Some seventy years later, the Venetian author of A Relation of England (c. 1500) would again observe that ‘there are scarcely any towns of importance in the kingdom’, the exceptions being London, Bristol and York. Few Englishmen, furthermore, with the exception of the clergy, ‘are addicted to the study of letters’, even though ‘they have great advantages for study, there being two general Universities in the kingdom, Oxford and Cambridge, in which are many colleges founded for the maintenance of poor scholars’. Yet neither their rustic predilections nor the poverty of their scholarship prevented the English from being ‘great lovers of themselves, and of everything belonging to them; they think that there are no other men than themselves, and no other world but England’. And with English cloth just then commanding a higher premium than ever before, their self-esteem was not without cause. ‘The riches of England’, the Venetian continued, ‘are greater than those of any other country in Europe … This is owing, in the first place, to the great fertility of the soil … Next, the sale of their valuable tin brings in a large sum of money to the kingdom; but still more do they derive from their extraordinary abundance of wool, which bears such a high price and reputation throughout Europe.’34 Where sheep paid for all, it was less a horror of the new which excluded the Renaissance from the North than the sufficient quality of the life-styles already practised there.
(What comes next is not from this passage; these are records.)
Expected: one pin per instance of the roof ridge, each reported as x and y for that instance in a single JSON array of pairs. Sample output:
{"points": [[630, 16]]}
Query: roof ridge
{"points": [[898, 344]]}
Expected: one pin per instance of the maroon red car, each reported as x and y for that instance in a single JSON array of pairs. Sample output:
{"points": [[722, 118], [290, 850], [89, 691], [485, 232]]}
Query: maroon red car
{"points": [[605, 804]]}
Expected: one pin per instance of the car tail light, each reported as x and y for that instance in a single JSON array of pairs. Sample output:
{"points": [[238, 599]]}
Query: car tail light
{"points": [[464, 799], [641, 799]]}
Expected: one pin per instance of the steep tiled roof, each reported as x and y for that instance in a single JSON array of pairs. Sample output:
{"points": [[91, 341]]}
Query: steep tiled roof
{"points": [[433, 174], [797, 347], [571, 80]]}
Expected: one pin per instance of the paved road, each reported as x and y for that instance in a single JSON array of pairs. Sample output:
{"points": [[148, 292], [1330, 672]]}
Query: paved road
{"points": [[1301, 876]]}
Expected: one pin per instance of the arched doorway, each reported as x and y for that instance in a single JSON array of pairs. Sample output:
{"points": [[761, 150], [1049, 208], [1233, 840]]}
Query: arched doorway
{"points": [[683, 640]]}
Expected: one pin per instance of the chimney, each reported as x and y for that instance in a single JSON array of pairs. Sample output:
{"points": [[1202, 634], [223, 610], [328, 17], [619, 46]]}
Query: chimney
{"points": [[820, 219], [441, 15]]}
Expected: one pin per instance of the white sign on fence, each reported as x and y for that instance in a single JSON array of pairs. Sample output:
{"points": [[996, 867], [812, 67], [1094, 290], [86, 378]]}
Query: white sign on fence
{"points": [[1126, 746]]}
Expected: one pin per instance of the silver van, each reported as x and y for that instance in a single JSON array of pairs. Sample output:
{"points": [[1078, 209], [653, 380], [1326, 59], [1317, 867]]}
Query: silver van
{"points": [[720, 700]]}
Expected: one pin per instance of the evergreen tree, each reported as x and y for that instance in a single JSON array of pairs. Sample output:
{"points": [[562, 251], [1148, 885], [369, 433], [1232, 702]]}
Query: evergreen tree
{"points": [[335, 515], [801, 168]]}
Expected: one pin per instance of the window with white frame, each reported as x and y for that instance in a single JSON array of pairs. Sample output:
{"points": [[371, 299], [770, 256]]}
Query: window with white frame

That quality was the more welcome for following the long contraction which Professor R.S. Lopez was the first to identify as ‘the economic depression of the Renaissance’.35 Every part of Europe was affected by it. Fertile, mild of climate, and well-situated for the London market, Kent is still commonly known as England’s ‘Garden’. Yet even in this most favoured location of middle-income yeoman farmers, new housing-starts fell off appreciably in the mid-fifteenth century, to recover again only in the 1470s.36 Nor can it be doubted that a currency crisis so prolonged and so severe as simultaneously to threaten Medici solvency and close the Flemish mints must have brought many larger projects to an end. That the crisis was less punishing to the arts than to the economy in general was owed to a combination of special circumstances: to mortalities so unremitting as to destroy individual families and bring fortunes together, to paranoid investment in soul-care provision, and to a culture of ‘magnificence’ and free-spending. Another contributory circumstance was civil war.

One prominent casualty of the depression was the Malatesta principality of Rimini. And there, towards the end of 1461, with his city half-empty and nothing left to tax, Sigismondo Malatesta found himself unable to keep the literati in his household or pay his artists. Even work on his half-finished tomb-church of San Francesco – Alberti’s Tempio Malatestiano at Rimini – would have to stop, and the only remedy left to him was war.37 On this occasion, Sigismondo’s enemy was Pius II, whose hired captain in the field was the Malatesta’s next-door neighbour at Urbino. And two years later, it would be Federigo da Montefeltro’s decisive victory over Sigismondo and his mercenaries that almost trebled Urbino’s territory, raising its lord – already the most famous condottiere of his day – to the wealth and magnificence of a prince. Duke Federigo (1420–82), a ‘Mars in the field, a Minerva in his administration’, typifies the century’s virtues and its vices. But what his history makes quite clear is that there was no way for a fifteenth-century nobleman, however sophisticated his education or spreading his estates, to prosper on good government alone. Federigo was a poor man when he came by chance into his inheritance. It was the vendetta, essentially, that made him wealthy. With as much blood on his hands as any Mafia godfather, Federigo’s ambition to rebuild his Urbino palace was status-driven: ‘to make in our city of Urbino a beautiful residence worthy of the rank and fame of our ancestors and our own status’.